In this study we report the cloning and characterization of a novel human Aminopeptidase, which we designate leukocyte-derived arginine Aminopeptidase (L-RAP). The sequence encodes a 960-amino acid protein with significant homology to placental leucine Aminopeptidase and adipocyte-derived leucine Aminopeptidase. The predicted L-RAP contains the HEXXH(X)18E zinc-binding motif, which is characteristic of the M1 family of zinc metallopeptidases. Phylogenetic analysis indicates that L-RAP forms a distinct subfamily with placental leucine Aminopeptidase and adipocyte-derived leucine Aminopeptidase in the M1 family.
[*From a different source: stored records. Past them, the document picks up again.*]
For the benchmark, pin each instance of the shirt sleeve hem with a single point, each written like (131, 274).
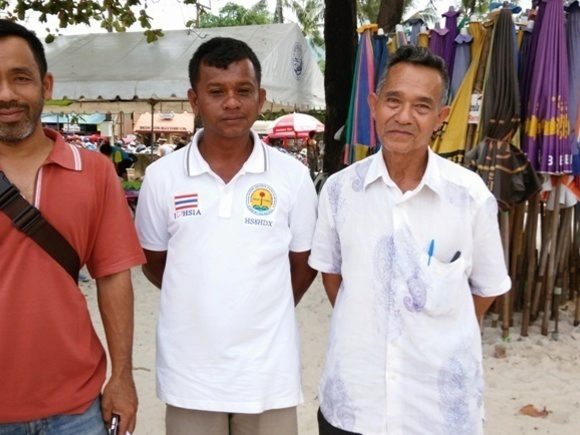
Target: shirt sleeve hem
(487, 292)
(112, 269)
(323, 267)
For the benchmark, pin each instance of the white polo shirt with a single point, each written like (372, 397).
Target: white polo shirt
(404, 353)
(227, 338)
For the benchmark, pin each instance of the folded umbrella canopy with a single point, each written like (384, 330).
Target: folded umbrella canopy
(573, 41)
(451, 141)
(360, 127)
(503, 167)
(546, 138)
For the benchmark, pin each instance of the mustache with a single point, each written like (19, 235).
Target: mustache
(14, 105)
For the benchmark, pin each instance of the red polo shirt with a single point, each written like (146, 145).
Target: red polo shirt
(51, 361)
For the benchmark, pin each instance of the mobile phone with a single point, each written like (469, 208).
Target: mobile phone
(114, 427)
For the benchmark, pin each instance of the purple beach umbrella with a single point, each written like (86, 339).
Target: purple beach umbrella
(546, 138)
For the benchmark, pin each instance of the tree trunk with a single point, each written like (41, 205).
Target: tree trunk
(341, 41)
(390, 14)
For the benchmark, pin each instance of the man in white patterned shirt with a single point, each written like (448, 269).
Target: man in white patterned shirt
(410, 252)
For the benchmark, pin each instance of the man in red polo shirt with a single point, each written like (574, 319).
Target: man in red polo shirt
(52, 365)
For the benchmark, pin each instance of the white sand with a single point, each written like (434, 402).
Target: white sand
(536, 370)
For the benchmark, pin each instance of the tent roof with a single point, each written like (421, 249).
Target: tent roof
(165, 122)
(95, 118)
(123, 66)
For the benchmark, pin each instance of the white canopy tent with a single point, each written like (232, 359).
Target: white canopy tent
(113, 71)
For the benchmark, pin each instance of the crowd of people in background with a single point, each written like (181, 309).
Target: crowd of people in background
(123, 151)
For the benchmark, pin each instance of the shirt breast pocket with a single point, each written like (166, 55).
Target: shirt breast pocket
(447, 286)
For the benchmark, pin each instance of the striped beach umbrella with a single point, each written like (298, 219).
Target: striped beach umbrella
(360, 128)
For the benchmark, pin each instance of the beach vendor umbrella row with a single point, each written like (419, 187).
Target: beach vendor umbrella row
(573, 40)
(546, 138)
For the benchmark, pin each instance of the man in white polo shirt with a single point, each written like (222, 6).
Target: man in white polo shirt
(227, 224)
(410, 255)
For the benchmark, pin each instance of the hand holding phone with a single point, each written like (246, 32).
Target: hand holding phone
(114, 427)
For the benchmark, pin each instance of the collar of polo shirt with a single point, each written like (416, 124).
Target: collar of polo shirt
(196, 165)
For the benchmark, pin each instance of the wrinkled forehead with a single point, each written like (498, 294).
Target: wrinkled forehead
(16, 53)
(412, 78)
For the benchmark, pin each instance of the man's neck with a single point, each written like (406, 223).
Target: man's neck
(225, 156)
(406, 170)
(35, 146)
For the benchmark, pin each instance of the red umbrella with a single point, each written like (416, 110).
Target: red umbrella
(294, 125)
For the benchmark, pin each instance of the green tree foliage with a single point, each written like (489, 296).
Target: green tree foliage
(235, 15)
(310, 15)
(113, 15)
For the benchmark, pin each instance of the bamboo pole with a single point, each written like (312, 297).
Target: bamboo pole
(552, 258)
(531, 255)
(540, 277)
(516, 248)
(504, 225)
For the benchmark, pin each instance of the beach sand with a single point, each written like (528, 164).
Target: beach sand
(536, 370)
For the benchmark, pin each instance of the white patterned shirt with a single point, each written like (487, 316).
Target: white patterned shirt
(404, 353)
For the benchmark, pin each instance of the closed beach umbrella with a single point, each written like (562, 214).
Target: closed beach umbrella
(437, 41)
(381, 54)
(462, 60)
(502, 166)
(450, 24)
(451, 143)
(573, 42)
(360, 128)
(415, 23)
(546, 139)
Immunocytochemical analysis indicates that L-RAP is located in the lumenal side of the endoplasmic reticulum. Among various synthetic substrates tested, L-RAP revealed a preference for arginine, establishing that the Enzyme is a novel arginine Aminopeptidase with restricted substrate specificity. In addition to natural Hormones such as angiotensin III and kallidin, L-RAP cleaved various N-terminal extended precursors to major histocompatibility complex class I-presented antigenic Peptides. Like other proteins involved in antigen presentation, L-RAP is induced by interferon-gamma. These results indicate that L-RAP is a novel Aminopeptidase that can trim the N-terminal extended precursors to antigenic Peptides in the endoplasmic reticulum.